元請け会社が各運送会社に輸送を斡旋し、さらのその会社が別の下請け会社に運送を委託することで、二次請け、三次請けなどの多重下請け構造ができあがる構図です。物流に携わる企業のなかにはトラックを所持していないところも多く、普段見かける運送トラックのほとんどが三次請け、四次請けの下請け会社というケースも珍しくありません。
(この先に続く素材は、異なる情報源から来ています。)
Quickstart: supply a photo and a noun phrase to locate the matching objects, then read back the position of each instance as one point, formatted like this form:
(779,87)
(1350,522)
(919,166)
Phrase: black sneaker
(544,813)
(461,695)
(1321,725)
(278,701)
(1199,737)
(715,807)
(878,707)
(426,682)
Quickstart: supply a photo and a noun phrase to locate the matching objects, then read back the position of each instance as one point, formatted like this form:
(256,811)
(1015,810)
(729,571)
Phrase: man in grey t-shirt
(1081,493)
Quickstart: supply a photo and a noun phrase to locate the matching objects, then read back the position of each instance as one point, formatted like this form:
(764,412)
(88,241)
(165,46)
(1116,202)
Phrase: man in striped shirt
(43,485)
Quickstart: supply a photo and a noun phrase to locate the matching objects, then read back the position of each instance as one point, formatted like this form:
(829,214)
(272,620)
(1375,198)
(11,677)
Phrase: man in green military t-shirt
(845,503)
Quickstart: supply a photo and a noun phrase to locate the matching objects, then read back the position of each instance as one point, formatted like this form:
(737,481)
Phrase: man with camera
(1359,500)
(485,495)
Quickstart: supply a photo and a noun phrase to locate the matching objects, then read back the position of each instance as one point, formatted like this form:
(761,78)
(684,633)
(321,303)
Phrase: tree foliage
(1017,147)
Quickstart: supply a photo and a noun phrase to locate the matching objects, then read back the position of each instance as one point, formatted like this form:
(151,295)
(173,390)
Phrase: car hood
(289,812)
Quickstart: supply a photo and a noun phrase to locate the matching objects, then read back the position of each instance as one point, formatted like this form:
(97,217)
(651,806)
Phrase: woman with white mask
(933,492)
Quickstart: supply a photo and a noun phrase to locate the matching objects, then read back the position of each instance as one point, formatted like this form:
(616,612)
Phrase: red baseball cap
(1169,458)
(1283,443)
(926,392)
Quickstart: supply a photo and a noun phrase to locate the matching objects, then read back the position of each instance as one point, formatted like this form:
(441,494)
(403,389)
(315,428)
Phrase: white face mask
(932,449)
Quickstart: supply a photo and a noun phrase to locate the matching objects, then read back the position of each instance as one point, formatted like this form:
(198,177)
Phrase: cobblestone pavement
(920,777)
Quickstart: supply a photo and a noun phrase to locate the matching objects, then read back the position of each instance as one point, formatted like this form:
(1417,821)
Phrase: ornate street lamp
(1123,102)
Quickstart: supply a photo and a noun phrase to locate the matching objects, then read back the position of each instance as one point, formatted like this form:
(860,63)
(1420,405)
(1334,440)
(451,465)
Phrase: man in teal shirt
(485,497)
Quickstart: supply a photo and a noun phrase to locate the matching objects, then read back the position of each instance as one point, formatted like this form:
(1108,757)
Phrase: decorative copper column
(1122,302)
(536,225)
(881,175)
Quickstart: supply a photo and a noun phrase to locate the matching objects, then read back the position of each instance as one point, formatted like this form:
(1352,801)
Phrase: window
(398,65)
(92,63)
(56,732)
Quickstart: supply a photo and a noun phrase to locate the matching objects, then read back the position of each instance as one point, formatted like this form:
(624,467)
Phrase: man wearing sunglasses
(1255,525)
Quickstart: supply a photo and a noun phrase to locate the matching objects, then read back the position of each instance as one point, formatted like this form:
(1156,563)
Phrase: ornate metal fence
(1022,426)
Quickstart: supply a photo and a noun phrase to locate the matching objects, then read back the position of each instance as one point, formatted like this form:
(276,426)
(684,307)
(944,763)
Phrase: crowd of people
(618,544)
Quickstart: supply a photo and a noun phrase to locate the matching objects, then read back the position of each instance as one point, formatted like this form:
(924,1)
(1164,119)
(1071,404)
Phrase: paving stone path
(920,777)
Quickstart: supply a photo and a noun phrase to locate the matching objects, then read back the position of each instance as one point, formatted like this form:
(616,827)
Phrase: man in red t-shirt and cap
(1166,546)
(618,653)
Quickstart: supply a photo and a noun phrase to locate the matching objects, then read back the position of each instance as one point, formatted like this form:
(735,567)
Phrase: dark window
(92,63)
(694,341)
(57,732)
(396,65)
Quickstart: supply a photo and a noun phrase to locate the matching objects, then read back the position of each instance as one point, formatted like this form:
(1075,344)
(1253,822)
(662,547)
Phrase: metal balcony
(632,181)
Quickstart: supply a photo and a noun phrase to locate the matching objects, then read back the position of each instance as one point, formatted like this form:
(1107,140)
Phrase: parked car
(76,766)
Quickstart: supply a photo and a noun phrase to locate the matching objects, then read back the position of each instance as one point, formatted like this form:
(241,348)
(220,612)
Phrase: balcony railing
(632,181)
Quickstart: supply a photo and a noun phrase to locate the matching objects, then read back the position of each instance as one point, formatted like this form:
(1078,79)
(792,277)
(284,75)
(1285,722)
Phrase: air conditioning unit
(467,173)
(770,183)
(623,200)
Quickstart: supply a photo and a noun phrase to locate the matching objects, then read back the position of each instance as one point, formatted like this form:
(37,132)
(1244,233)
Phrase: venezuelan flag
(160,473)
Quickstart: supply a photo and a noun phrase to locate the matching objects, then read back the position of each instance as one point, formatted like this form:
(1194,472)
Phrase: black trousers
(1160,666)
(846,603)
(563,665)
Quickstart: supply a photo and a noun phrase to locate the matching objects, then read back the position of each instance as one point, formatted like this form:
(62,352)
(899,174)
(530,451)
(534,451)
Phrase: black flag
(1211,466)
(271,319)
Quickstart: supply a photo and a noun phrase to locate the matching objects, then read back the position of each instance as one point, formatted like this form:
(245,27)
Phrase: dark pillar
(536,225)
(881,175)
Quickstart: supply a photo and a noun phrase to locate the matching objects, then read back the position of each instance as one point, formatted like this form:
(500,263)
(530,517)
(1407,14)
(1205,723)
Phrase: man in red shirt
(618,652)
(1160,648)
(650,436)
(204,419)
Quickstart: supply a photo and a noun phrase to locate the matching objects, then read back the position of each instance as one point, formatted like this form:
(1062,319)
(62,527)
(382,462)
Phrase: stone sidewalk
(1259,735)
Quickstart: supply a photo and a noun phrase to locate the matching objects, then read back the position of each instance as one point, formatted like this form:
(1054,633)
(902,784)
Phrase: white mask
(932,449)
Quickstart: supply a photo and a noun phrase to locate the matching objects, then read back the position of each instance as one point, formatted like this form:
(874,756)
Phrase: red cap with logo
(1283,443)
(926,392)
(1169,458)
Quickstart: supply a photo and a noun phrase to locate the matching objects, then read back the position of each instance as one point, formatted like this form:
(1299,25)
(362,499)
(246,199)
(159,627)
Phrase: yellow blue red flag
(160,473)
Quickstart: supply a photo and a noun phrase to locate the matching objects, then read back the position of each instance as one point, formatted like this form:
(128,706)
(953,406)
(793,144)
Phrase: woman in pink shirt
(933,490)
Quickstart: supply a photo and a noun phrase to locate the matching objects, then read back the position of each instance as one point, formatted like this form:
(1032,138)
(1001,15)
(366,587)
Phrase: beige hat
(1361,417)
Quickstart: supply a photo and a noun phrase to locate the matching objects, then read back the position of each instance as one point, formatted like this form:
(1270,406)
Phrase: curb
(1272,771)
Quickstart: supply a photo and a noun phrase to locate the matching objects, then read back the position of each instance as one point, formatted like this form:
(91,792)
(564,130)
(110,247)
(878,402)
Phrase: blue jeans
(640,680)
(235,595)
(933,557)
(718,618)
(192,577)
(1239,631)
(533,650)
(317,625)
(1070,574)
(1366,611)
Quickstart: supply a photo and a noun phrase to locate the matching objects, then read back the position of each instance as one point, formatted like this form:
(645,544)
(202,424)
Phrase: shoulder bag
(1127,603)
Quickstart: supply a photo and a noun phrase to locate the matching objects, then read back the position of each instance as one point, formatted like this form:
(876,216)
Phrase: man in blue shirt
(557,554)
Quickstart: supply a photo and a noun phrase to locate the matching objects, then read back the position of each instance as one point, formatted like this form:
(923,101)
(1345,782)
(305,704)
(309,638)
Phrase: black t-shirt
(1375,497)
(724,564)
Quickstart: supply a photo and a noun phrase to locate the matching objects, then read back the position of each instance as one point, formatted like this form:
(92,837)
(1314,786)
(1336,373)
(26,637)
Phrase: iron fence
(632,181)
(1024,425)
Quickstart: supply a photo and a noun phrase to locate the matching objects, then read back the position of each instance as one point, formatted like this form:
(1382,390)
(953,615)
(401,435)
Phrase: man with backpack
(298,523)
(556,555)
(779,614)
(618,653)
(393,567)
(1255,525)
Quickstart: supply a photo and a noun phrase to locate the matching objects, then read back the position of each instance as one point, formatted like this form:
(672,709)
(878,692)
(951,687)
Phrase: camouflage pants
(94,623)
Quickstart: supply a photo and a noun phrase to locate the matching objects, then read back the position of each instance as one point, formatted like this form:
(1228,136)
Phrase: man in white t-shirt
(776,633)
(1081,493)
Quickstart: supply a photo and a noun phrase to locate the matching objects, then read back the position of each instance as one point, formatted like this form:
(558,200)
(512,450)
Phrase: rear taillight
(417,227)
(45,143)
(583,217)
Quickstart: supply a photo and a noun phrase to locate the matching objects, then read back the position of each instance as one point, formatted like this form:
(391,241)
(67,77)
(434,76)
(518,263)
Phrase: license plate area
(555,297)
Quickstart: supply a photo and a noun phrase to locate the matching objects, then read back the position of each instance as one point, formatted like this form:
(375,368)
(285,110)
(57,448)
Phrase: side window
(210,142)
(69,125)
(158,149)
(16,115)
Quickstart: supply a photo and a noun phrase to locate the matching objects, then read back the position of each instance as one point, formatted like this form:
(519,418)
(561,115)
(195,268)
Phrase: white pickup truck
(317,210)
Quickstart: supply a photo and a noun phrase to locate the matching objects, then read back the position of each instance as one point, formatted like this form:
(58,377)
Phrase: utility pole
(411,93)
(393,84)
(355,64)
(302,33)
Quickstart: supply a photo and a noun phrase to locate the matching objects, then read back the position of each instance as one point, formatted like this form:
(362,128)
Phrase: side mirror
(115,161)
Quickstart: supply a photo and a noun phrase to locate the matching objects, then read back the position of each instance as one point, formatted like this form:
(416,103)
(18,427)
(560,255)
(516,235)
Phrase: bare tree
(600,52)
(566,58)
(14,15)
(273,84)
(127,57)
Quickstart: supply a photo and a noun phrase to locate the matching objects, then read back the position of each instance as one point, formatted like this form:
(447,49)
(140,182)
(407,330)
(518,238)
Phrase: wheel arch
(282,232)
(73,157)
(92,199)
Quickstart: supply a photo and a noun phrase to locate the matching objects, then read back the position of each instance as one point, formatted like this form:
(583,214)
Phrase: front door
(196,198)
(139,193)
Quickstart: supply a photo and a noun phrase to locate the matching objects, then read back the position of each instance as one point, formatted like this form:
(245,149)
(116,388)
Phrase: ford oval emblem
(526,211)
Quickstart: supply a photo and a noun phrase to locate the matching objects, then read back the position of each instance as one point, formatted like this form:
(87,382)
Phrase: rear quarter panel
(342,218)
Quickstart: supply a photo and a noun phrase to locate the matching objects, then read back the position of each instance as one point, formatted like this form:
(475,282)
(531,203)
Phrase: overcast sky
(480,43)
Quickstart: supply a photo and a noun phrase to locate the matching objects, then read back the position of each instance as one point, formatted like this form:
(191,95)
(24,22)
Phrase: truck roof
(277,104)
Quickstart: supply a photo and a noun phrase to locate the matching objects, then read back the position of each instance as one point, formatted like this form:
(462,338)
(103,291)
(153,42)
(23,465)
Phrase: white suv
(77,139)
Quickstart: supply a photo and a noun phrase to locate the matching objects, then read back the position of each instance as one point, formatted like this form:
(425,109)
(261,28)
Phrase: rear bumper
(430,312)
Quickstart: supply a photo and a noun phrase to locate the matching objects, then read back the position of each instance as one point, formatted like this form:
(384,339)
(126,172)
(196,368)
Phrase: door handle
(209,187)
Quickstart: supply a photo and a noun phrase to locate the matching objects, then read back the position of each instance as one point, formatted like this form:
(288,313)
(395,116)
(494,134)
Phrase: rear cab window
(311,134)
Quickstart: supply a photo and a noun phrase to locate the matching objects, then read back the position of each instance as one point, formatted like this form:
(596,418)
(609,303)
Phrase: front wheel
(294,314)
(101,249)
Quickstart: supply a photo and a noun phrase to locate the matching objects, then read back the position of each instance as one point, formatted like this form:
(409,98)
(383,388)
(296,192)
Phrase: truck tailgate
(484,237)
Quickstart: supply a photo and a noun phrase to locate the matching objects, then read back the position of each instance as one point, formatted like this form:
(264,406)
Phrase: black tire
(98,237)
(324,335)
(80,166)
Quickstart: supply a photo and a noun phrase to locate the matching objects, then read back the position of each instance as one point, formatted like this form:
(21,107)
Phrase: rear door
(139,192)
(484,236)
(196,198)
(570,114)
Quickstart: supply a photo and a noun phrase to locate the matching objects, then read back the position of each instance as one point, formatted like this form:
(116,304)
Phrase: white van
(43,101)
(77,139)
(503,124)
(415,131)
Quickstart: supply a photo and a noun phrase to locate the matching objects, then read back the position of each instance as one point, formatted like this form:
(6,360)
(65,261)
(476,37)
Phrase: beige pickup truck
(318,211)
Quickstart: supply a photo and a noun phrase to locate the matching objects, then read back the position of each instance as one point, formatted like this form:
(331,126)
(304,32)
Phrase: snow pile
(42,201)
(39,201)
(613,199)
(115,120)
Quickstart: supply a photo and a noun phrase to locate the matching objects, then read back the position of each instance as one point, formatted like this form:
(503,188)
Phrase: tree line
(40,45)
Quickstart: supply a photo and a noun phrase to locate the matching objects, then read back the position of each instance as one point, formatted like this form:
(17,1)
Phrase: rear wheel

多重下請けが低賃金労働や輸送に対する責任感の欠如の温床になっているとの指摘もあり、2024年3月には全日本トラック協会から多重下請け構造の解消を求める「多重下請構造のあり方に関する提言」についての文書が公表されています。
運送業の多重下請けの課題
運送業の多重下請けが問題視されている理由について解説します。
低賃金による人手不足
運送トラックドライバーは長時間労働など厳しい労働条件のもとで働いており、それでいて下請けの階層が下になればなるほど収入が低くなるという問題があります。実際に運送業で問題視される人手不足についても特に深刻化しているのは、輸送を斡旋する元請け会社ではなく、階層の末端にいる下請け会社です。
労働時間が長い
運送トラックドライバーの労働時間が長時間に及ぶ原因として、運送距離や渋滞だけでなく、荷待ち時間の発生も関係しています。会社によっては荷待ち時間が労働時間とみなされず、残業代が支払われないということも少なくありません。長時間労働に見合った給与を受け取れないといった状況も、低賃金の問題につながっています。
倒産による運送業全体への影響
軽貨物運送業の倒産数が増えており、さらにそのほとんどが下請けとなる個人事業主や中小零細企業です。下請け会社が倒産して売掛金の回収が困難になると、その下に連なる下請け会社にも影響し、運送業のピラミッド構造が崩壊する恐れがあります。
構造上の問題
多重下請けの構造的な問題として、トラブルが発生した際の責任の所在があいまい、元請けや一次請けとの上下関係、物流システムの安全性の低下、非正規採用の増加という不安定な雇用などがあげられます。
解決に向けた国の取り組み
運送業における多重下請けの問題を解決するための取り組みとして、2024年2月13日に「流通業務の総合化及び効率化の促進に関する法律及び貨物自動車運送事業法」の一部を改正する法律案が閣議決定されました。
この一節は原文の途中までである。